Cuomo Announces Strengthened Cybersecurity Requirements
EisnerAmper‘s Service Provider Spotlight is a monthly entry to our Alternative Investments Intelligence Blog featuring service providers. If you’re interested in being featured, please contact Elana Margulies-Snyderman.
On March 1, 2017, the newly proposed cyber regulation (23-NYCRR-500) for New York-registered financial institutions took effect. It requires covered entities to employ “necessary safeguards in place to protect themselves and the New Yorkers they serve from the serious economic harm caused by these devastating cyber-crimes,” said New York Governor Andrew M. Cuomo. In many respects, 23-NYCRR-500 is consistent with principles and requirements from similar cybersecurity regulations imposed onto state-regulated businesses such as SB 1386 in California, 201-CMR-17 in Massachusetts, Chapter 603A in Nevada or other financial industry regulations, including the U.S. Securities and Exchange Commission’s Cybersecurity Initiative and NFA Cybersecurity Interpretive Notice.

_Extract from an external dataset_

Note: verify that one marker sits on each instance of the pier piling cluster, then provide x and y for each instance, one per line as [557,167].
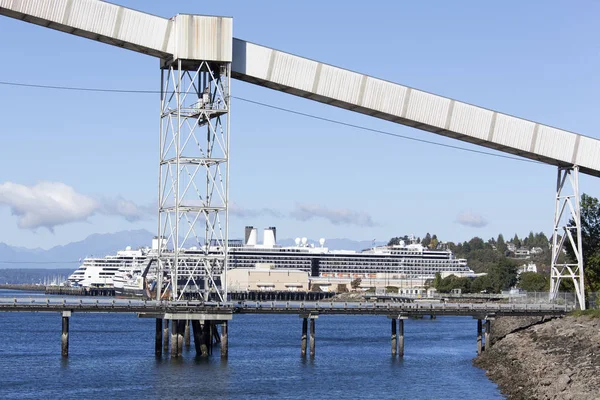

Some of the common requirements are:
- Cybersecurity risk assessment and governance
- Data classification and loss prevention
- Access controls and identity management
- Business continuity and disaster recovery planning
- Incident response
- Vendor and third-party service provider management, and
- Cybersecurity awareness and training
However, 23-NYCRR-500 raises the bar for cybersecurity compliance. Dubbed as “first-in-the-nation,” the new regulation introduces a more stringent cybersecurity doctrine:
- Qualified cybersecurity personnel, e.g., Chief Information Security Officer (CISO)
- Cybersecurity program vs. only a policy
- Annual penetration tests and vulnerability assessments vs. only risk assessments
- Encryption of all non-public data, whether on servers, laptops, or mobile devices
- 72-hour notice of each cybersecurity event, whether confirmed breach or unsuccessful attempt
- Annual written attestation of compliance with the regulation by the senior management
While above requirements may seem to be excessive at first, indeed the apple doesn't fall far from the tree. It was in July of 2003 when the first-of-its-kind-cyber law (SB 1386) was passed by the California legislature to enforce the privacy of personal information. By 2016, at least 47 states had enacted legislation requiring private, governmental, and/or educational entities to notify individuals of security breaches of information involving personally identifiable information. In addition to data privacy laws, there have been many emerging industry-specific cyber regulations, such as the SEC Cybersecurity
Initiative and CFTC/NFA Interpretive Notice. Nonetheless, over 5 billion records have been exposed globally to cyber breaches since 2013 emphasizing the need for even stronger privacy laws. As a result, many states have already been engaged to make these laws even tougher by expanding (i) the definition of "personal information" to include medical, insurance, or biometric data, (ii) the definition of what constitutes a data breach, (iii) types of organization that must comply with cyber laws in a given state, and (iv) data breach notification requirements (e.g., timing and methods of notice, and who must be notified). Tennessee, for example, recently signed into law SB 2005 , which requires data breach notifications even if breached data was encrypted. New regulations have considerably increased the awareness of cyber risk, and firms are diligently embedding cybersecurity into the cost of doing business. Even so, it is getting harder and harder to navigate and comply with the plethora of changing regulatory requirements. Companies should partner with reputable cybersecurity experts to develop an effective strategy for staying up-to-date on cybersecurity threats and employing adequate cybersecurity best practices.